Roadmap
Source of truth for what we ship next, in what order, and why. If you find yourself re-deciding a question that's answered here, the answer here wins. Update this doc instead of arguing.
Last frozen: 2026-06-02 (Phase 8 complete + two internal security passes).
0. TL;DR
We are building HyprBox = infrastructure autopilot for freelance + MSP.
The product is the loop discover → finding → recommend → preview → apply → verify.
Everything we ship is either:
- A new scanner that produces a new kind of Finding.
- A new fix preset that resolves an existing finding type.

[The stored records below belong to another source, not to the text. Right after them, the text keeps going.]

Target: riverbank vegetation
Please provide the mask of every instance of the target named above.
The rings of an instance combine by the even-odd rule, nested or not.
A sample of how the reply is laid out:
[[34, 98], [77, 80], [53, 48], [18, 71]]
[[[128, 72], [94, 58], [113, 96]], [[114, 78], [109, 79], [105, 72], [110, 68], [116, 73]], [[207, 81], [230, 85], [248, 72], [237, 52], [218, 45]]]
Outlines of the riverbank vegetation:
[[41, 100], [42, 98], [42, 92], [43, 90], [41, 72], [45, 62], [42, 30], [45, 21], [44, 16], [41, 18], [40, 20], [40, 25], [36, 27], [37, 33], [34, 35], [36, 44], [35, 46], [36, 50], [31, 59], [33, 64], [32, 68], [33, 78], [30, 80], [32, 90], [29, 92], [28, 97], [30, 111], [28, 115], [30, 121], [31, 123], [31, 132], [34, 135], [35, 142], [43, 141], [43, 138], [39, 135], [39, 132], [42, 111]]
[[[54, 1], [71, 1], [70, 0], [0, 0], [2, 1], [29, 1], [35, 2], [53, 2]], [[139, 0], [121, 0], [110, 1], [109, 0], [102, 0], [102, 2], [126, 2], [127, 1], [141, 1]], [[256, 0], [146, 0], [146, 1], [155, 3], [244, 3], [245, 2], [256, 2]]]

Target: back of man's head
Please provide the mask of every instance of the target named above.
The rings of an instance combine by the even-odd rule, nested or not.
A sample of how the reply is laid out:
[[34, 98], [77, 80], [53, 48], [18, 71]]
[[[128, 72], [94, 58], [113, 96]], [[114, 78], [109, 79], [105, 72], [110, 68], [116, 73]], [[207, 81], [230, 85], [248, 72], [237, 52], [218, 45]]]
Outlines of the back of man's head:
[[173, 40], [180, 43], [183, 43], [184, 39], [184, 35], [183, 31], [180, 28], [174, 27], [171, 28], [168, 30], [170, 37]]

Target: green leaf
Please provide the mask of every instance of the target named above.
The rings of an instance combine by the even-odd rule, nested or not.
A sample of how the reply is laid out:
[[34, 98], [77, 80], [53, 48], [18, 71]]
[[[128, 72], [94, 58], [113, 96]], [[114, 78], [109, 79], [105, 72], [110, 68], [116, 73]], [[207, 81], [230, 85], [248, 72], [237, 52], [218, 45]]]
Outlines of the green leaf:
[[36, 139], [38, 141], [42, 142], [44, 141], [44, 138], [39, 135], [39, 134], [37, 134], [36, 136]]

- Infrastructure that makes the loop trustworthy at scale (auth, migrations, cancel, audit UI, observability).
- Polish that makes the demo land (UI, copywriting, performance).
Anything that doesn't fit one of those four buckets goes in the Anti-goals list at the bottom of this file. We do not build it.
Read AUTOPILOT.md for the why; this doc is the what + when.
1. Where we are
| Phase | Status | Shipped |
|---|---|---|
| 1 — MVP | ✅ Done | Heartbeat → dashboard, agent, CLI |
| 2 — Auth + presets + SSE | ✅ Done | JWT + agent tokens, 3 presets, CLI preset commands, hardening |
| 3 — Remote apply | ✅ Done | Job queue + atomic claim + agent jobrunner + live tail |
| 4a — HyprVault + audit | ✅ Done | Backups (policy + run), audit log on sensitive routes |
| 4b — Autopilot loop | ✅ Done | Finding + Recommendation models, TLS scanner, Health page, Fix contract (risk_level + verify), auto-resolve |
| 5 — Scanner expansion | ✅ Done | SSH password-auth + disk usage + Postgres no-backup scanners, 2 new fix presets, inventory cross-ref endpoint, 10 Go parser tests |
| 6 — Make it real | ✅ Done | Prisma migrations + drift check, RBAC (VIEWER/OPERATOR/ADMIN), WebSocket reverse channel + RUNNING-job cancel, admin audit UI with CSV export |
| 7 — HyprGuard | ✅ Done | 9-check security audit scanner (kernel updates, root password, NOPASSWD sudo, /etc world-writable, UFW, fail2ban, unattended-upgrades, LUKS, auditd), apt-security-upgrade preset, conditional severity on UFW for public-IP hosts |
| 8 — Production polish | ✅ Done | 8.1 output offload (chunk-in-DB) + 8.2 change-password + forgot-password reset + 8.3 per-user rate limit + 8.4 GHCR release pipeline + 8.5 Playwright E2E + 8.6 per-node agent config. Fully shipped |
| 9 — HyprWatch v1 | 🟡 v1 | Monitoring as a find→fix→verify loop: opt-in (hyprwatch per-node config) monitoring.absent scanner → monitoring.install-stack recommendation → monitoring-only preset (now with verify: + risk_level) → auto-resolve. Deferred: Loki/log shipping, Alertmanager routing verify, multi-node federation, drift detection. See docs/HYPRWATCH.md |
Tests: 167 vitest specs + 32 Go specs + 3 Playwright E2E, all passing. Typecheck clean on API + Web. Go vet clean on agent + CLI. CI green.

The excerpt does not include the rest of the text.